Alors que les écarts en matière de scolarisation se résorbent, les jeunes Tchadiennes atteignent encore des niveaux d’éducation moins élevés et des acquis d’apprentissage plus faibles que les garçons. Le niveau d’éducation au Tchad est bien plus faible que la moyenne en Afrique subsaharienne. Selon l’indice du capital humain, une fille qui entre à l’école à 4 ans devrait suivre 6,2 années de scolarité, tandis qu’un garçon achèvera 7,7 années de scolarité. Les mariages d’enfants, les grossesses précoces, les mutilations génitales et l’excision sont pratiques courantes par rapport aux autres pays de la région. Environ 67 % des femmes sont mariées avant d’atteindre leurs 18 ans.  

Graphique 7. Niveau d’instruction, par tranche d’âge et par genre  

Chart 7: Educational attainment, by age group and gender
Source :  Rapport sur l’impact économique des inégalités entre les sexes au Tchad, 2020 

8. La baisse des recettes pétrolières appelle des réformes structurelles ambitieuses pour dégager la marge budgétaire nécessaire au financement des dépenses sociales  

Les recettes pétrolières ont été volatiles, avec une tendance à la baisse : elles représentaient 16 % du PIB en 2012 et ont chuté à 3 % du PIB en 2016. À 9% du PIB en 2021, leur niveau reste faible ce qui restreint la marge de manœuvre budgétaire du Tchad, entraînant une baisse des dépenses en capital, une croissance économique au ralenti, et des récessions. Des actions ambitieuses sont donc nécessaires pour inverser la tendance et stimuler la croissance économique. D’après la Note sur la situation économique 2021, le gouvernement pourrait :   

  • Éliminer les obstacles à l’exportation de bétail, en intégrant le marché de bétail à l’industrie légère de transformation de la viande et du cuir. 
  • Adopter des réformes favorables aux entreprises. 
  • Renforcer l’administration et les politiques fiscales pour accroître la perception des recettes. 
  • Améliorer l’efficacité de l’investissement public dans la santé et l’éducation.     

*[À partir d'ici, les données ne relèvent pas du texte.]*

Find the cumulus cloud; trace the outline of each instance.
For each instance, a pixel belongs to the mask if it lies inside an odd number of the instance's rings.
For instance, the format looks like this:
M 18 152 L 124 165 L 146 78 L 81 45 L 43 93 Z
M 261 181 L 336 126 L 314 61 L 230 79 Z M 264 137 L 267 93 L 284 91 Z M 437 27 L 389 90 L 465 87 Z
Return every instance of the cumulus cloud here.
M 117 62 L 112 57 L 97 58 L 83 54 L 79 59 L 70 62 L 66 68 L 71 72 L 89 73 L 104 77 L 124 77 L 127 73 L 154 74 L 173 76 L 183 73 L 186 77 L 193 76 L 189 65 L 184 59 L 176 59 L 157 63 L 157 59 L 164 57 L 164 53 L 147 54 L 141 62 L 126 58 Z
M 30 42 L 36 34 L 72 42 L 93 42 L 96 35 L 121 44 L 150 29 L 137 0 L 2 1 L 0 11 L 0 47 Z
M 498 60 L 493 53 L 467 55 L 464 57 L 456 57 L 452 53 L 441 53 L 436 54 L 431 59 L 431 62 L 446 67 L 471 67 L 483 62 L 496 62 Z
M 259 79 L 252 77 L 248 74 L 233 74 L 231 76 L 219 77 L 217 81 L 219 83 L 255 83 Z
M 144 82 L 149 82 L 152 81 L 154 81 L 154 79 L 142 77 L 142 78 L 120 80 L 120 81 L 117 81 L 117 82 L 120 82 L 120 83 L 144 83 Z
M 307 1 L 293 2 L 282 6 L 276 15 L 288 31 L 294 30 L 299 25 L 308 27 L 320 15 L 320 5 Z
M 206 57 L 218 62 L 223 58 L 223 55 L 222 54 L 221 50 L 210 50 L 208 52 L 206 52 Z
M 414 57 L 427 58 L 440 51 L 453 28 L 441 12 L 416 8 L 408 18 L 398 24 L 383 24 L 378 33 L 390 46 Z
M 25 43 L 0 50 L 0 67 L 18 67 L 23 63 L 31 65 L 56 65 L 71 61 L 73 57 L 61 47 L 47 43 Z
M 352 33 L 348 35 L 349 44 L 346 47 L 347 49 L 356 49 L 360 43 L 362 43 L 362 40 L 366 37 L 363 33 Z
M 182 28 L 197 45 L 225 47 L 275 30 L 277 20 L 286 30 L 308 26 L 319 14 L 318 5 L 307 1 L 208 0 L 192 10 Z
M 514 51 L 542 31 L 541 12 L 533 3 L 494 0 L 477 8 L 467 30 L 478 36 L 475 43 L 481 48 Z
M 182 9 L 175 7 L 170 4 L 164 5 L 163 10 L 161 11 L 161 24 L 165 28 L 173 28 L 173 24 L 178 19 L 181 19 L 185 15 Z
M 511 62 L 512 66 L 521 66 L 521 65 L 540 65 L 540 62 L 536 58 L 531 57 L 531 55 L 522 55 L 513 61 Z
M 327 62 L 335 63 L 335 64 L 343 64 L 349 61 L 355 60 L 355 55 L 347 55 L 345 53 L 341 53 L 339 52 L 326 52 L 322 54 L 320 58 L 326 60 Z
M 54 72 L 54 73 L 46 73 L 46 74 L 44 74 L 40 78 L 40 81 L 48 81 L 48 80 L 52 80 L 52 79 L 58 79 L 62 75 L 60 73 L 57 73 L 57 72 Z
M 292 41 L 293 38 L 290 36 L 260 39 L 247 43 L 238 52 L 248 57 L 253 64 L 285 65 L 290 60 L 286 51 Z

Graphique 8. Recettes pétrolières, dépenses et PIB réel 2012-2020   

Chart 8. Oil Revenue, expenditure, and real GDP 2012-20
Source :  Note sur la situation économique du Tchad, 2021 

 

9. Réduire l’écart entre les sexes en matière de productivité et de capital humain pourrait accroître le PIB par habitant de 13,5 %  

Selon le Rapport sur l’impact économique des inégalités entre les sexes au Tchad, la mise en place d’une politique favorisant la réduction de l’écart de productivité entre les sexes dans l’agriculture et l’accélération de la transition démographique pourrait accroître le PIB par habitant de 13,5 % d’ici 2050. De plus, le gouvernement aurait intérêt à se concentrer sur des réformes visant à faire baisser les mariages et les grossesses précoces et à améliorer l’éducation des filles et la productivité des femmes.  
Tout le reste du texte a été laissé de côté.